For god's sake, seek a therapist. You want it to end for ever?? Tell your husband, see him suffer, cry and crawl in agony. He you really love him, you will stop the affair after seeing how much pain you caused him. I am sorry for blunt response but after 8 years of discovering affair of my wife, I still have nightmares sometime. Though the flashbacks are very less and I bring the topic back about once in 4-5 months. Do not confess though if you don't have a child. kids are a big catalyst for marriage to survive after an affair. God bless, you'll need it.

Well, I'm very sorry for your pain but your response is obviously about you and has nothing to do with responding to me, nor is it in any way helpful. I clearly stated that my affair was over and I never indicated I was considering confessing. I have to question your advice to confess in order to be able to see how bad it hurts my husband and that will motivate me to end my (already ended) affair...that seems very strange to me, that you would find the need to see others pain in order to motivate self growth.

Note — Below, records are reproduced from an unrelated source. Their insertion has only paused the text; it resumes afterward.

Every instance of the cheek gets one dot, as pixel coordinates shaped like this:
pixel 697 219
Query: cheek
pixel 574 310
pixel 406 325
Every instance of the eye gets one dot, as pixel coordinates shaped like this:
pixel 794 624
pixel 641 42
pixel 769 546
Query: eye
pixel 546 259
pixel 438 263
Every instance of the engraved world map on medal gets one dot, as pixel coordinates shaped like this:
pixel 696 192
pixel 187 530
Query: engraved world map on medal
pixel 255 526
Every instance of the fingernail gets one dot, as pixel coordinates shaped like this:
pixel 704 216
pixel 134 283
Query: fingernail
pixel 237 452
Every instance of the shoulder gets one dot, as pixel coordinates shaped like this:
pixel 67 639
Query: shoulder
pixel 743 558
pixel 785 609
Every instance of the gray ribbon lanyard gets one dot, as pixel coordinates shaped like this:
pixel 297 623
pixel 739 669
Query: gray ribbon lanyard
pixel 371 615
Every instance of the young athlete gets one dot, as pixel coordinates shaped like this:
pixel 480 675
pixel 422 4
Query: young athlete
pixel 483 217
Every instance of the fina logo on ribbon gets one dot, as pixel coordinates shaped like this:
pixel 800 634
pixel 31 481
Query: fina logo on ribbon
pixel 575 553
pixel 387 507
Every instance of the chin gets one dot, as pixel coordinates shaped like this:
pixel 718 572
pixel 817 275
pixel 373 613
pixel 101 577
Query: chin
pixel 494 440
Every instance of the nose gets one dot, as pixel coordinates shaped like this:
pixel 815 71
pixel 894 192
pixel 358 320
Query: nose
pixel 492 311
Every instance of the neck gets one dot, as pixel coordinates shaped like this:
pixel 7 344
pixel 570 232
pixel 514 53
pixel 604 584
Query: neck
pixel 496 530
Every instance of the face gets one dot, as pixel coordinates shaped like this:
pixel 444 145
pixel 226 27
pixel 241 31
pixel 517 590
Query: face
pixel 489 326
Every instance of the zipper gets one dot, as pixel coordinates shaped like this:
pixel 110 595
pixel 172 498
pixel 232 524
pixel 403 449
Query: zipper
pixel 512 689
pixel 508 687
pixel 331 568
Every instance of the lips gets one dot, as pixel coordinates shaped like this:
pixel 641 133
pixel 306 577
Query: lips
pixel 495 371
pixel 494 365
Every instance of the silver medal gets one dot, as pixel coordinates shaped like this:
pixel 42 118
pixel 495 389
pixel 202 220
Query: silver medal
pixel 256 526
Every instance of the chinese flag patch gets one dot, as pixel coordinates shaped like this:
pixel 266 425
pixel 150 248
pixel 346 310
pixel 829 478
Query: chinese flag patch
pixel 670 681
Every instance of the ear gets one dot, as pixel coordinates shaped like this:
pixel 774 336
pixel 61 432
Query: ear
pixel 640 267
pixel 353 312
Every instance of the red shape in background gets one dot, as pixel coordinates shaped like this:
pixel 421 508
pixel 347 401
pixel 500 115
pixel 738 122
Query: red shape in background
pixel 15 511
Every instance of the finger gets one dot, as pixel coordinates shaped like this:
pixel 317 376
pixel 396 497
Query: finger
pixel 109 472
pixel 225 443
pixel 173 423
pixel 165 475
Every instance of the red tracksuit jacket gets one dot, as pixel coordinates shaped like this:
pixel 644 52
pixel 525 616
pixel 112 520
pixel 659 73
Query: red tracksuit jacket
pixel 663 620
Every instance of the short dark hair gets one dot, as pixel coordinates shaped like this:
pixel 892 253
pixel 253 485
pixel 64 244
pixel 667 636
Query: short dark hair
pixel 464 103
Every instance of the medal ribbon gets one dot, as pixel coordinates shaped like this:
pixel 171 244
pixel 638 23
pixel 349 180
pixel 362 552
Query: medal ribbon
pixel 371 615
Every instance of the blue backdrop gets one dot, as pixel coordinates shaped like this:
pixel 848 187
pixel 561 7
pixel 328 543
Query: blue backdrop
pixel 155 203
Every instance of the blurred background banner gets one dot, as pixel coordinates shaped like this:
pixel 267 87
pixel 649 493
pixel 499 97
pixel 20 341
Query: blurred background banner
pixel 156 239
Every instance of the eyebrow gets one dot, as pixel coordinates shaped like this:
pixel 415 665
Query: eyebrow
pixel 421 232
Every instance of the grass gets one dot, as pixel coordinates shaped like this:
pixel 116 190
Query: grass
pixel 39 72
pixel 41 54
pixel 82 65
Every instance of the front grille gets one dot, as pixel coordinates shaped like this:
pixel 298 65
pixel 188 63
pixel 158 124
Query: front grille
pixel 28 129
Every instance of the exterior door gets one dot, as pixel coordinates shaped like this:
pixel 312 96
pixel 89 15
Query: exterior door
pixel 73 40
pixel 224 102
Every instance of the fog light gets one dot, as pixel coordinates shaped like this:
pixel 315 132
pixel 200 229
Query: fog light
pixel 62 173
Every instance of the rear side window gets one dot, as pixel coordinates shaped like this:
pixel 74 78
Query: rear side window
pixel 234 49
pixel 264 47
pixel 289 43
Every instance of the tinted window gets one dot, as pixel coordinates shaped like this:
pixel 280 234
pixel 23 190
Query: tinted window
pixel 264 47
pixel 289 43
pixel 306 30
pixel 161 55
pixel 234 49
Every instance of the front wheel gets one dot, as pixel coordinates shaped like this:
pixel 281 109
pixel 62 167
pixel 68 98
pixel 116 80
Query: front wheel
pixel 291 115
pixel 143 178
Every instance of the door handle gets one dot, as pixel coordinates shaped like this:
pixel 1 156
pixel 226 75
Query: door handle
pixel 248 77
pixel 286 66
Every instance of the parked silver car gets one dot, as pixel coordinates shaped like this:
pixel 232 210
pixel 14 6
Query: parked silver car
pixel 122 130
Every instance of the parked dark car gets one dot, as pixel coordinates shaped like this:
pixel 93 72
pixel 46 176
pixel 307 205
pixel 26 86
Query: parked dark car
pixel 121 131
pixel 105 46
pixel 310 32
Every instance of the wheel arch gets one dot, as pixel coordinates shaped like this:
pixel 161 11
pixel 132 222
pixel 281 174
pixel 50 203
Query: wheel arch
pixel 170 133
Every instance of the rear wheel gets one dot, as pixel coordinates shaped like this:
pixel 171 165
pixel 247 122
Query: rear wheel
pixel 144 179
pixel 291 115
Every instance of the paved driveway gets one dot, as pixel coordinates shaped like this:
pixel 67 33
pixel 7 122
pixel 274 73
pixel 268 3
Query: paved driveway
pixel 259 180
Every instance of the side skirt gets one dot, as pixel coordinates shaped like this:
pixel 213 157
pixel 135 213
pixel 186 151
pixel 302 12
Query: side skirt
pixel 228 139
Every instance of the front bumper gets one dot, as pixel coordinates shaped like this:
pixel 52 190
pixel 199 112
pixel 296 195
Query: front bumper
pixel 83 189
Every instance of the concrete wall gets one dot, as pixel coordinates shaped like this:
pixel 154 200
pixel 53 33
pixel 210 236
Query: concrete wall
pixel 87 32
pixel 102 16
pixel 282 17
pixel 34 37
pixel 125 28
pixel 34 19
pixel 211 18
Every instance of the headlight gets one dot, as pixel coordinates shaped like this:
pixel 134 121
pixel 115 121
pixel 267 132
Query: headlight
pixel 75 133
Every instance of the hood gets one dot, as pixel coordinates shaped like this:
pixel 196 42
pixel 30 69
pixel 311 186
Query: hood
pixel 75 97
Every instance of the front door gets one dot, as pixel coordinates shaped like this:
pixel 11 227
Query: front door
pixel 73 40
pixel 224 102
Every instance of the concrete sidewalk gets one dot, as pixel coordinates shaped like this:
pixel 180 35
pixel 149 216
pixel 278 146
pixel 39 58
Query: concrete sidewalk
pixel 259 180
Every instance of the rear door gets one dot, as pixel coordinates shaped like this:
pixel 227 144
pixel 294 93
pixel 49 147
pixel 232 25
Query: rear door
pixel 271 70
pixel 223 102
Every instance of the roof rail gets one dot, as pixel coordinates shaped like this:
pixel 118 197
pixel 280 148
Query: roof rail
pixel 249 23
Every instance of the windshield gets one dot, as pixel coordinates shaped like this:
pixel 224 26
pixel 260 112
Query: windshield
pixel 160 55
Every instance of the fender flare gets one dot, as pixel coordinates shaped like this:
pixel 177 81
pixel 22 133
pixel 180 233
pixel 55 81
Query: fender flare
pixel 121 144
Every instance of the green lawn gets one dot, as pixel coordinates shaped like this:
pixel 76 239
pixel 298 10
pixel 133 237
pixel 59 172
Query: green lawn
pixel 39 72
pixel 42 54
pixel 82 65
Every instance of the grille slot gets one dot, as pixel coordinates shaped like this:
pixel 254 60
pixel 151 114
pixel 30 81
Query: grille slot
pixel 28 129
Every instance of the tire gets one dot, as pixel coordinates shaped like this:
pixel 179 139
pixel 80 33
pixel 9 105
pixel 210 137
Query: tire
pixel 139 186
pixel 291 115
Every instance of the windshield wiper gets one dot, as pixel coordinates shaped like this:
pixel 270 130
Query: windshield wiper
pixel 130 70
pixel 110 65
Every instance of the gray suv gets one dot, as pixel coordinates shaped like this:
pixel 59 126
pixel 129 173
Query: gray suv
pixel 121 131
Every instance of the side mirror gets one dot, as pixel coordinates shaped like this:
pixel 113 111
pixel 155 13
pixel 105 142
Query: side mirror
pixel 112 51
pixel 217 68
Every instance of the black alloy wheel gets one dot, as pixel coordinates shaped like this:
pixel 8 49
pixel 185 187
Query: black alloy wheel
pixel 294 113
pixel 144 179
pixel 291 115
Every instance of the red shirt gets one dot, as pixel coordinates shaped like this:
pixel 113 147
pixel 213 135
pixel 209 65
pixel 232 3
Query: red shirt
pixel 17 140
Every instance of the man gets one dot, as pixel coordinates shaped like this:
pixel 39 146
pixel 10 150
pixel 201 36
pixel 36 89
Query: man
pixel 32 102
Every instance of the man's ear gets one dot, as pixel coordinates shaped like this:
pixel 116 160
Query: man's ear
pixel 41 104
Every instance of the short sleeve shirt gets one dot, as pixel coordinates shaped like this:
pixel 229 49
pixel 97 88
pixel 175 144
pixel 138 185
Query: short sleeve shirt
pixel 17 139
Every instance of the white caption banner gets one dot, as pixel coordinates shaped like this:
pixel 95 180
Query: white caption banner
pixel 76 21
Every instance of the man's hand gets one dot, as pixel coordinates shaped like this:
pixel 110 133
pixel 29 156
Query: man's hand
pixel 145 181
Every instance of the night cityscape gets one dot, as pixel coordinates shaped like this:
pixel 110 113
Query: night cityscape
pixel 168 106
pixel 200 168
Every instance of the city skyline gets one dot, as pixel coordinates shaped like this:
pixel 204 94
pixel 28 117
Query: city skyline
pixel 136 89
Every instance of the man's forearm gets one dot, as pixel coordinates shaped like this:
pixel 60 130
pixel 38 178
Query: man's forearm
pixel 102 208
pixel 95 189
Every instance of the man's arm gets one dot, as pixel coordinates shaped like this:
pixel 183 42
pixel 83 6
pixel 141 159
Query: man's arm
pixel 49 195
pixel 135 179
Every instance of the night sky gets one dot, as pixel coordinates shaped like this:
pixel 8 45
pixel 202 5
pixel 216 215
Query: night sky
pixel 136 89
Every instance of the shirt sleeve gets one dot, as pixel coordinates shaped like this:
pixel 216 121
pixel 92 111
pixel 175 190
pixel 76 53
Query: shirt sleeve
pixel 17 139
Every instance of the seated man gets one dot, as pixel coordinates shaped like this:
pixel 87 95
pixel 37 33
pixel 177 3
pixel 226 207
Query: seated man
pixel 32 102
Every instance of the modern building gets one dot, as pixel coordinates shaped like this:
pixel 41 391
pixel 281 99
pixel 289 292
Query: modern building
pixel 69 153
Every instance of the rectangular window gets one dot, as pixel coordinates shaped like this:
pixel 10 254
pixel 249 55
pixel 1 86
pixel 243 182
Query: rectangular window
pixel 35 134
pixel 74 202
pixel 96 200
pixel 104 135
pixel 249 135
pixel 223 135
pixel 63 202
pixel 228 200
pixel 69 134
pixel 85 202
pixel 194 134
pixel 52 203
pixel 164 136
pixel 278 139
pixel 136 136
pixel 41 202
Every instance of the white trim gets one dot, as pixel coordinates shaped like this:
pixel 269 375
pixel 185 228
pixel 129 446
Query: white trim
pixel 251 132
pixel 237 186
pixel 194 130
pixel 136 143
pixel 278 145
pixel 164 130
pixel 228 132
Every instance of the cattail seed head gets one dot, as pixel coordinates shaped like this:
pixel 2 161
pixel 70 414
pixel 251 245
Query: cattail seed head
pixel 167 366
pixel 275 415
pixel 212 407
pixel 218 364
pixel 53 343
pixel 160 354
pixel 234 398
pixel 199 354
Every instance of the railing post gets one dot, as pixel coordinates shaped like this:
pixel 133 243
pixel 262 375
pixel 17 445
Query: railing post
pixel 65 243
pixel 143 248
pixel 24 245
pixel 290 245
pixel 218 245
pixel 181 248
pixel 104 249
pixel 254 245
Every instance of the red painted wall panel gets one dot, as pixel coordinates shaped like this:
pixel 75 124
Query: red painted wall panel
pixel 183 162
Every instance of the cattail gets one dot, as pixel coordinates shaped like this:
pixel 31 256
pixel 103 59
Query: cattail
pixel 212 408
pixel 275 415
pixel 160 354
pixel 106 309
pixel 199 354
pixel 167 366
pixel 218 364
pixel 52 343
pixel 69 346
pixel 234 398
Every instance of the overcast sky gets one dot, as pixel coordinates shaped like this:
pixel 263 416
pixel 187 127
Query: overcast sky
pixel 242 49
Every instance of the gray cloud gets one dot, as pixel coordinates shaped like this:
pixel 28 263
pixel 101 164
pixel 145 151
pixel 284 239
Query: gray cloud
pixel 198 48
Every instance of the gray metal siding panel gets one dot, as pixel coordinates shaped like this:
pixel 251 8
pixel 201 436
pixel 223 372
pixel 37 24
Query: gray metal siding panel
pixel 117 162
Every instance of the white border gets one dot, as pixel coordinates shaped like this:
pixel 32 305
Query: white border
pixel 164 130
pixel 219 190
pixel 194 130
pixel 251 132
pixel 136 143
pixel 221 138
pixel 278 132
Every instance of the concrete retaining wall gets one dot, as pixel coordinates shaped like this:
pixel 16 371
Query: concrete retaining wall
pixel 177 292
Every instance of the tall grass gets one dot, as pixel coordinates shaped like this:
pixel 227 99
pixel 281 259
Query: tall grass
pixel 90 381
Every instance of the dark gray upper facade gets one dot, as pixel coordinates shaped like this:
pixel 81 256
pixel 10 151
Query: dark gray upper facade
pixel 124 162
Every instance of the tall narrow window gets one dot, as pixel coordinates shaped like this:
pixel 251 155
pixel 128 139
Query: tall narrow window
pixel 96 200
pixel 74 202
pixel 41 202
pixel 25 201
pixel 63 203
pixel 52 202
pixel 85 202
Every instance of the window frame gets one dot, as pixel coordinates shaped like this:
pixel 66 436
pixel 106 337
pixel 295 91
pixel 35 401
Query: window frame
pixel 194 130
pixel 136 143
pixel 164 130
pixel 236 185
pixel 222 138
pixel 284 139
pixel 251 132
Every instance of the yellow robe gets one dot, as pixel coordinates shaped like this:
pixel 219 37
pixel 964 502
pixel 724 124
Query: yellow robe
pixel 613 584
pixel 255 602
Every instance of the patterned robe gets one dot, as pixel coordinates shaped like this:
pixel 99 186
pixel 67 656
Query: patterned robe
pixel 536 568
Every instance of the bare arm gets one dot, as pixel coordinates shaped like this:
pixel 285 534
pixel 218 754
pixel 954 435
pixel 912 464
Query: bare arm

Thanks for the 'God bless'. I hope you too find your way out of your own darkness and can find yourself in peace one day. Kids may be the reason why some marriages don't end despite an affair (yours included?) but they certainly don't meed the marriage survived. A marriage should connote a certain type of relationship. Perhaps you should consider whether or not yours is that. You deserve true happiness, as does your wife, in your relationship. Its never too late to find happiness and nightmares, flashbacks, and constant rehashing of the past don't sound overly happy to me.